How our district established a unified communication platform

After speaking to other districts about their experiences utilizing school-home interaction platforms, and taking our own innovation directors suggestion to heart, we decided to carry out ParentSquare. We created a core group of people that would be using the brand-new interactions technology we adopted in order to assess how well it would work for their groups and particular structures.

With 3,300 students throughout 3 different schools, our district was using a variety of diverse applications for school-to-home interactions. They all managed different aspects of our teacher-parent interactions, but they werent cohesive.

We began trying to find a brand-new option in 2019 that would consolidate the several, disparate tools into one platform and after that rapidly kicked that effort into high equipment at the start of the pandemic in March 2020.

By April, we were trained on and using our brand-new platform for all our school-home communications requires. The timing was ideal. We entirely overlooked the suggestions that says, “do not alter how you interact in the midst of a crisis” and instead concentrated on organizing all of our communications activity into a single, safe and safe and secure location.

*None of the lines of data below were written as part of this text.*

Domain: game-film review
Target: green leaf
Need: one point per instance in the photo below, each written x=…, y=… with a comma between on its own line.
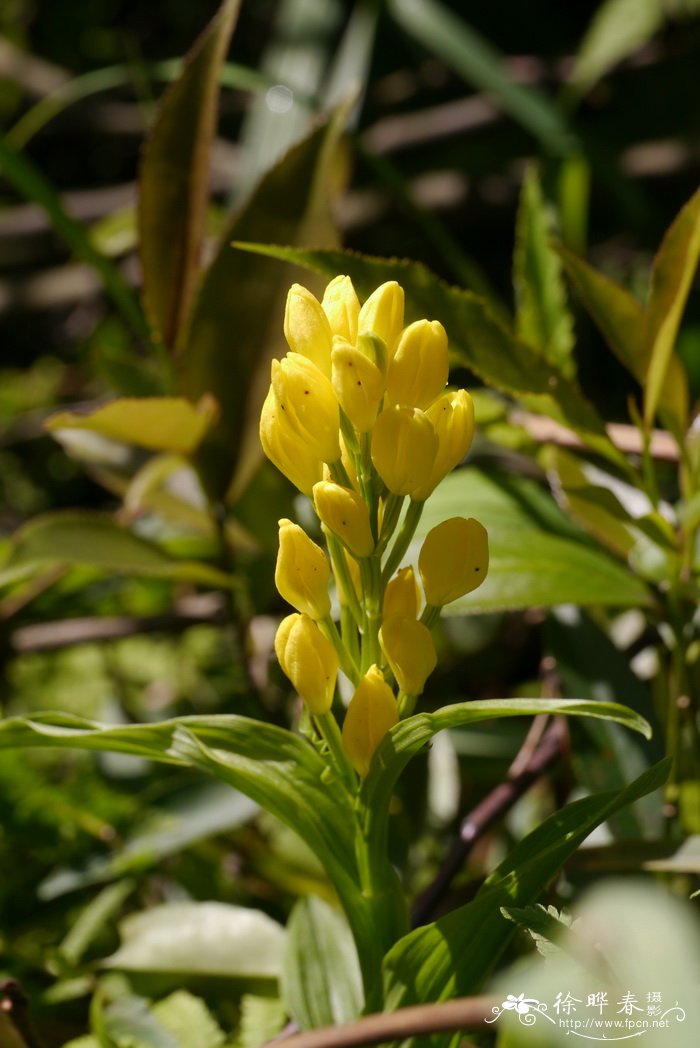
x=30, y=182
x=478, y=341
x=543, y=319
x=672, y=277
x=622, y=324
x=453, y=956
x=96, y=541
x=530, y=563
x=200, y=938
x=236, y=334
x=174, y=179
x=322, y=982
x=159, y=423
x=439, y=29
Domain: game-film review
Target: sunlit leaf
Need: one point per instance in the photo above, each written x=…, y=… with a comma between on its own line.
x=159, y=423
x=543, y=318
x=174, y=179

Equity and Integration Made Simple

From our new communications system, we wanted an application that was both visually enticing and easy to use. We didnt desire users to need to go through a lot of troublesome clicks or actions, and we required a platform that could manage translation for students whose very first language wasnt English.

Caroline Chapman, Director of Communications & & Advisement, Canandaigua City School DistrictCaroline Chapman is Director of Communications & & Advisement at Canandaigua City School District in Canandaigua, New York.